当コラムでもとりあげましたが、昨年12月、武田薬品工業が自社初となる外国人COOを起用する人事を発表し、反響を呼びました。その人物が元グラクソ・スミスクラインのワクチン事業統括者・クリストフ・ウェバー氏とあって、内資系企業の戦略・社風・体質にどのような変化が訪れるのか、ぜひ注目したいと書きました。ウェバー氏の就任は今年の6月とまだ先ですが、早くもその影響か、武田には変化が現れています。
それは、来たる4月1日付でスタートする領域担当MR制です。
2月24日の武田薬品工業のプレスリリースによると、武田薬品工業では『「循環器・糖尿病・代謝性疾患」「消化器・中枢・泌尿器・骨・免疫疾患」「オンコロジー」の3つの疾患領域それぞれの製品を担当するMR体制に再編し、本年4月1日から、本体制に移行する』とのこと。
これまで、MR(医薬情報担当者)1人ひとりが全製品を担当するジェネラルMR制を取ってきた武田だけに、一見唐突な印象も受けるこの発表。ですが、今になってみると、2013年にその布石があったようにも思えます。
2013年5月10日のミクスonlineより。武田薬品工業は『営業体制を改め、全製品を担当する「ジェネラルMR」をベースとしつつ、彼らをサポートする専門MRを配置し、営業組織が一体となって活動する「ハイブリッドMR体制」を構築して いくことを明らかにした。(中略)具体的には、MR数はこれまでと変わらず2000人体制で展開する。この多くが「ジェネラルMR」だが、▽がん・免疫専門MR▽ネシーナ専任MR▽エンブレルに活動の比重を置いたMR▽整形外科領域専任MR――が必要に応じてジェネラルMRをサポート。情報の量と質の両面から、医師らの医薬情報に対する満 足度をより向上させる。』
このように、ジェネラル制の特徴を活かし、徐々に昨年から専門MR化に取り組み始めていた武田。
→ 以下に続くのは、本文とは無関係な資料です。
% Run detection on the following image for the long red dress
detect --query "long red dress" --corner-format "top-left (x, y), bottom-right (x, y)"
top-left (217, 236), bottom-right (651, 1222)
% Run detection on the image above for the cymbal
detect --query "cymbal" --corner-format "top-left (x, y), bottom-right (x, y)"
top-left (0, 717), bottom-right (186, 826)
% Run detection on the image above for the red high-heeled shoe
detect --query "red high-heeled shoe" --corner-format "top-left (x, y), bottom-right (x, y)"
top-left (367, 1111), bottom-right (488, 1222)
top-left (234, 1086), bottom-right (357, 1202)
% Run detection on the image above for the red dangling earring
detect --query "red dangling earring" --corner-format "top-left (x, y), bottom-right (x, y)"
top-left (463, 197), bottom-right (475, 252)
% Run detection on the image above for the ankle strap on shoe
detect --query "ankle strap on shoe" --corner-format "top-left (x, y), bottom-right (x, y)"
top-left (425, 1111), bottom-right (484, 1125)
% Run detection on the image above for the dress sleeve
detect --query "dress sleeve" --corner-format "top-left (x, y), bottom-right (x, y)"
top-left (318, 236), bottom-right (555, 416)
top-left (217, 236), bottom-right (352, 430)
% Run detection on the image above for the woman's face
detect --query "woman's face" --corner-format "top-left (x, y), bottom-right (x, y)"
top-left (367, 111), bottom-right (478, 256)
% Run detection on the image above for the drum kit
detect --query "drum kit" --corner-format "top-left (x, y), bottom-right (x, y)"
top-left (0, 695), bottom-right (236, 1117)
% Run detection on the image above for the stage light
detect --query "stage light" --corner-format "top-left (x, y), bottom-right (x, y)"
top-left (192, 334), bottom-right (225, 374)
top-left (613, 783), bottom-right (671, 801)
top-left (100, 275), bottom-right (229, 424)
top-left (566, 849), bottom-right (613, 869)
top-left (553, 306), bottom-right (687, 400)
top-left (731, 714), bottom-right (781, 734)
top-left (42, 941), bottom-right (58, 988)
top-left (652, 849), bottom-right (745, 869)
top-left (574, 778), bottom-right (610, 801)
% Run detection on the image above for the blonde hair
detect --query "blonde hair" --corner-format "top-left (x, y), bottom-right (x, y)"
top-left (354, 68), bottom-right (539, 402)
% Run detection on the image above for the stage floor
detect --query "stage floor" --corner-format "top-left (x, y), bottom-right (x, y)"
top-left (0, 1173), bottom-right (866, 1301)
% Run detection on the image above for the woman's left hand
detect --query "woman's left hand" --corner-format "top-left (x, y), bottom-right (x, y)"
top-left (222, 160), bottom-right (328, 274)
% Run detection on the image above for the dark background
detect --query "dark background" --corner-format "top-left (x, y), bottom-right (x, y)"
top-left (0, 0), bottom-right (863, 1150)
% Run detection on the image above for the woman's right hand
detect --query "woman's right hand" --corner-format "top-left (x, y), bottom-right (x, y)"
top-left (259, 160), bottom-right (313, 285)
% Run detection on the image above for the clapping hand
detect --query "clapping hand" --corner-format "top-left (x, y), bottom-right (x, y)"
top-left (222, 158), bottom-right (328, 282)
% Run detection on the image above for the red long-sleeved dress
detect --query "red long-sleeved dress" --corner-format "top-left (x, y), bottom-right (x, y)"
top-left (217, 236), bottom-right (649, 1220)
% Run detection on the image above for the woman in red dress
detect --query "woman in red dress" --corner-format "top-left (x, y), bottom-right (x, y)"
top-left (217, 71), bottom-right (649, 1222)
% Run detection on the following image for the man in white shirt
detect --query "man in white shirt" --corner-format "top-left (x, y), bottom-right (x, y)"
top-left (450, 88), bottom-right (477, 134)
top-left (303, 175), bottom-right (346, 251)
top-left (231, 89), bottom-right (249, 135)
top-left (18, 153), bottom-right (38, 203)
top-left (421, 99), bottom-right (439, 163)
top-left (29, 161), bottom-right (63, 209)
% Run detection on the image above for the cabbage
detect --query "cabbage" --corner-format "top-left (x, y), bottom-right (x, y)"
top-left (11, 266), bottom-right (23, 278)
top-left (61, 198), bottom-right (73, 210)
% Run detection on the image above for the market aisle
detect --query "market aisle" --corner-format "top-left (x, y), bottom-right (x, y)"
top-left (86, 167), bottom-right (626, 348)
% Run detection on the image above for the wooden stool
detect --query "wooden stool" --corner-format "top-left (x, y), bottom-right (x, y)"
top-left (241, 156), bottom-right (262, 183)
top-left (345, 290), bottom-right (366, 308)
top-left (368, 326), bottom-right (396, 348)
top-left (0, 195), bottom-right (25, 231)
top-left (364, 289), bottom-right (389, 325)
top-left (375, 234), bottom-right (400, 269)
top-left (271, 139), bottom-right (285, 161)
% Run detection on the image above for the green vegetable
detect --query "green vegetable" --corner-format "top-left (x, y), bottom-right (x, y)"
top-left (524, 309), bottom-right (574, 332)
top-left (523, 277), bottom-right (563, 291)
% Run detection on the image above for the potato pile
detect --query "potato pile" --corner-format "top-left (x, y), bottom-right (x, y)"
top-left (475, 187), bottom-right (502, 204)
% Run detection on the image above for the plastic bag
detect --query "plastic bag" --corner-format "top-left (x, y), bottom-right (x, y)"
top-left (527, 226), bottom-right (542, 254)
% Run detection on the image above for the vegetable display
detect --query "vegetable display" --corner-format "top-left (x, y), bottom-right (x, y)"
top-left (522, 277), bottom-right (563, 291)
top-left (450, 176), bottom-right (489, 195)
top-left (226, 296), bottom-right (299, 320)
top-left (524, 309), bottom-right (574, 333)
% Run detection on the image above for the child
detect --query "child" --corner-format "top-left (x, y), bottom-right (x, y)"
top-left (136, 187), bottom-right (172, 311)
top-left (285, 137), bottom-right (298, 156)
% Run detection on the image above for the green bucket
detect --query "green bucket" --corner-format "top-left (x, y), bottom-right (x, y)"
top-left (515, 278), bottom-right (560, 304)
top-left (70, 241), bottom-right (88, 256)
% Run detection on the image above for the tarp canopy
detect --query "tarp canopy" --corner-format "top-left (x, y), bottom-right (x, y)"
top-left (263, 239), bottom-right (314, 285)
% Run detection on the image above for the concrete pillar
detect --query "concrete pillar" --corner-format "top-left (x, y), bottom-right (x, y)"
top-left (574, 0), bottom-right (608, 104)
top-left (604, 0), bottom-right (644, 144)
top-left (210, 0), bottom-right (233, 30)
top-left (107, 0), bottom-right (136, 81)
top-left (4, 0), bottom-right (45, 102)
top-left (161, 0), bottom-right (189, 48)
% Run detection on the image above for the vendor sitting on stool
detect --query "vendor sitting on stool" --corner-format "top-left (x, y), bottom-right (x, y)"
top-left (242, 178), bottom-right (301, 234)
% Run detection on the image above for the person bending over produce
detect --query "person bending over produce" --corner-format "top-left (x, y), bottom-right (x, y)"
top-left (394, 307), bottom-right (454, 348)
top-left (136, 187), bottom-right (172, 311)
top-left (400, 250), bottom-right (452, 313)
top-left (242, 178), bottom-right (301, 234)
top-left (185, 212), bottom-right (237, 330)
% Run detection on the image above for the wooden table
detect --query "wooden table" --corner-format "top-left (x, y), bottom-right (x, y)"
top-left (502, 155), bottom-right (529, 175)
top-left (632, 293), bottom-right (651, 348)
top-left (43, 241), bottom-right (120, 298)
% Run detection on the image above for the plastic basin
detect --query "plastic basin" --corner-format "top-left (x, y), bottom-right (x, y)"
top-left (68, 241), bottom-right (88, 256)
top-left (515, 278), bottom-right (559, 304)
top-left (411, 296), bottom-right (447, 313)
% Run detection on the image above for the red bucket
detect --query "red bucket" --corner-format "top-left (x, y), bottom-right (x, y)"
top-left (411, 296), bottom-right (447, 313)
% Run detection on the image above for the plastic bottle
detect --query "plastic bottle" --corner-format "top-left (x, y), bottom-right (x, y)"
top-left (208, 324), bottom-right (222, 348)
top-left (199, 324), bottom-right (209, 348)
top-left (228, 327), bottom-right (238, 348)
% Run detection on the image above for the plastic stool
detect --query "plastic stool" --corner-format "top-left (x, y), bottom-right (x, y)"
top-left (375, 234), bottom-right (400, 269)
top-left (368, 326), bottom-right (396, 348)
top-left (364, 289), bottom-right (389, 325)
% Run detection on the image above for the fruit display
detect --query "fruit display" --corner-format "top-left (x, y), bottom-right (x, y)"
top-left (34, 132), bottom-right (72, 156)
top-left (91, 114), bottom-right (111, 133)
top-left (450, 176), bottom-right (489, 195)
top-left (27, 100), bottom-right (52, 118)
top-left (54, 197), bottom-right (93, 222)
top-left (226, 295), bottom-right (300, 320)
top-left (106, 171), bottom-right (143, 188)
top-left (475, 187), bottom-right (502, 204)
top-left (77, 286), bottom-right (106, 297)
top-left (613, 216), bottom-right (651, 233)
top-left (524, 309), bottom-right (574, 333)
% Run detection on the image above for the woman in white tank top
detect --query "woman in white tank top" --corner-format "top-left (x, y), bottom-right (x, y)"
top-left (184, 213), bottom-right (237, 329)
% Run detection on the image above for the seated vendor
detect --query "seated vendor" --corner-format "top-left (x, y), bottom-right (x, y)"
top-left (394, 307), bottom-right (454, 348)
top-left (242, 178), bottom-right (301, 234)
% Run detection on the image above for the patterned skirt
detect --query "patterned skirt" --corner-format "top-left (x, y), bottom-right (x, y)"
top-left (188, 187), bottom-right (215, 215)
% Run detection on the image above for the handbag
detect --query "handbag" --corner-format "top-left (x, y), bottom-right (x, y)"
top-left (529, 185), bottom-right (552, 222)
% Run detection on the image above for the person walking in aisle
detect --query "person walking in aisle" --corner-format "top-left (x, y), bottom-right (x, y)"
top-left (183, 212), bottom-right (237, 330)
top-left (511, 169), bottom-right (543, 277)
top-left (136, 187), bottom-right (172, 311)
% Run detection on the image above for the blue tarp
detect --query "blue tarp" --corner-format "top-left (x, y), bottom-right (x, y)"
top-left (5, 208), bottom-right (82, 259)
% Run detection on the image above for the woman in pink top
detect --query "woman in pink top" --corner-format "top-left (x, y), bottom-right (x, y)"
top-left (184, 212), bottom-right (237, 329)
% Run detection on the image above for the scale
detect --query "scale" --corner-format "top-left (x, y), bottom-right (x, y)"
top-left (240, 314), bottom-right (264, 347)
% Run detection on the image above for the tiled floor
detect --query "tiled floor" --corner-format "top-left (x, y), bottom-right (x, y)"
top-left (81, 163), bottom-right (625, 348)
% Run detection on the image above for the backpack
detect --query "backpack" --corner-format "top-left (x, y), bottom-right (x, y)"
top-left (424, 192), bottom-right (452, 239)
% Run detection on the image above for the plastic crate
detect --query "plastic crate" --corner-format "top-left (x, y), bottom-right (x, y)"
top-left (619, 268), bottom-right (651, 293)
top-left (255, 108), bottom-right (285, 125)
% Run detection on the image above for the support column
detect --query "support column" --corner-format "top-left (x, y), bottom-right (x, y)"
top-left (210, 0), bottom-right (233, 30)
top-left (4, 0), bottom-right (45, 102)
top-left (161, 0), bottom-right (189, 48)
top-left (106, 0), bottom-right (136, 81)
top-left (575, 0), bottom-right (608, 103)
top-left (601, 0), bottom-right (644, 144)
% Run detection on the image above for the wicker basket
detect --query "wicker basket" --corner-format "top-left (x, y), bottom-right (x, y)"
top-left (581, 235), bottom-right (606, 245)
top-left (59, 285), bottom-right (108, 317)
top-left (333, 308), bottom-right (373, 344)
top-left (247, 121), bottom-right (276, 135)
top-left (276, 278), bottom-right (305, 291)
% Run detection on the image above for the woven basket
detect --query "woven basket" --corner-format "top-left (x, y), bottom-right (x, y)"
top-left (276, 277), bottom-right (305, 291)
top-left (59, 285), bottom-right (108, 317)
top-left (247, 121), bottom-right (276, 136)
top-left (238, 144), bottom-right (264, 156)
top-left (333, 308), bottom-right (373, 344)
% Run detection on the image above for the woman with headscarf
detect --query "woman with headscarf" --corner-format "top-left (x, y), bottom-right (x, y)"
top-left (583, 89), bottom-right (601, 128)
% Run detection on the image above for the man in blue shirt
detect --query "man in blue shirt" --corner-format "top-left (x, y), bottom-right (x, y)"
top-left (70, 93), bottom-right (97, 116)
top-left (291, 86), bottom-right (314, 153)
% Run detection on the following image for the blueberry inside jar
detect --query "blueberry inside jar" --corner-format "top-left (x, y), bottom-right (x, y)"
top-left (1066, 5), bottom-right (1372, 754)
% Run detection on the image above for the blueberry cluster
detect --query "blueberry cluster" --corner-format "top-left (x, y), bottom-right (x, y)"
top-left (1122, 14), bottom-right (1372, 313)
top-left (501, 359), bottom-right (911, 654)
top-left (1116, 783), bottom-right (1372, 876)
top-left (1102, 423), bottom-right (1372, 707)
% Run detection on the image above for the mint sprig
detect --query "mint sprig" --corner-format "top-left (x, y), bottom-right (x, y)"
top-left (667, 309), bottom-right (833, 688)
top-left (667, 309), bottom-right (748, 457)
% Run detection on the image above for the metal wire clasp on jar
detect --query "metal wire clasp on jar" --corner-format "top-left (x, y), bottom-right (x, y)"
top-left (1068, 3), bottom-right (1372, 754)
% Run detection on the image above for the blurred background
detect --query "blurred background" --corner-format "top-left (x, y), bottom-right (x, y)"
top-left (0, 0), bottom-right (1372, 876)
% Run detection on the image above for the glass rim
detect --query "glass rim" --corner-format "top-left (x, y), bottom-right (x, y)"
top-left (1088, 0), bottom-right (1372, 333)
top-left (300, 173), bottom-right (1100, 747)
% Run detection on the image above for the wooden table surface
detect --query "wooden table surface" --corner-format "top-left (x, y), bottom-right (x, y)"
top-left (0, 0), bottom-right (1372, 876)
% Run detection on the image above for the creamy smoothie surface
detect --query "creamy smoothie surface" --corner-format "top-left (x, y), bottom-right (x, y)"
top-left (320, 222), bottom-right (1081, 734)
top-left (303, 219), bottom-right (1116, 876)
今回の領域担当MR制への移行でも、いかにもジェネラル体制をとり続けてきた武田らしいスタイルが取られています。
今回の発表では、領域担当制となっても、MRが全製品に関する教育を受けることに変わりないことがわかっています。そして、ドクターから受けた質問には担当領域以外のものであっても答えるという、「ジェネラル体制の良さを活かしながら、より専門性を高めていく」(日刊薬業2月25日号)方法が採られることになる模様。まさに昨年のハイブリッド型からの流れを受けた、新しい領域別体制と言えるでしょう。
ジェネラルの利点を知りながらの領域別体制を取れるのは、武田の無二の強み。この判断は、他の製薬メーカーに対してどのような影響を与えるのか…目が離せませんね。
また、同じく日刊薬業の記事で「これから出てくる製品の数を考えると、ディテールの数は間違いなく足りない。(MR数は)徐々に増やし始めている」と武田薬品工業・岩崎医薬営業本部長が語っていることから、武田におけるMR採用の活発化にも注視したいところです。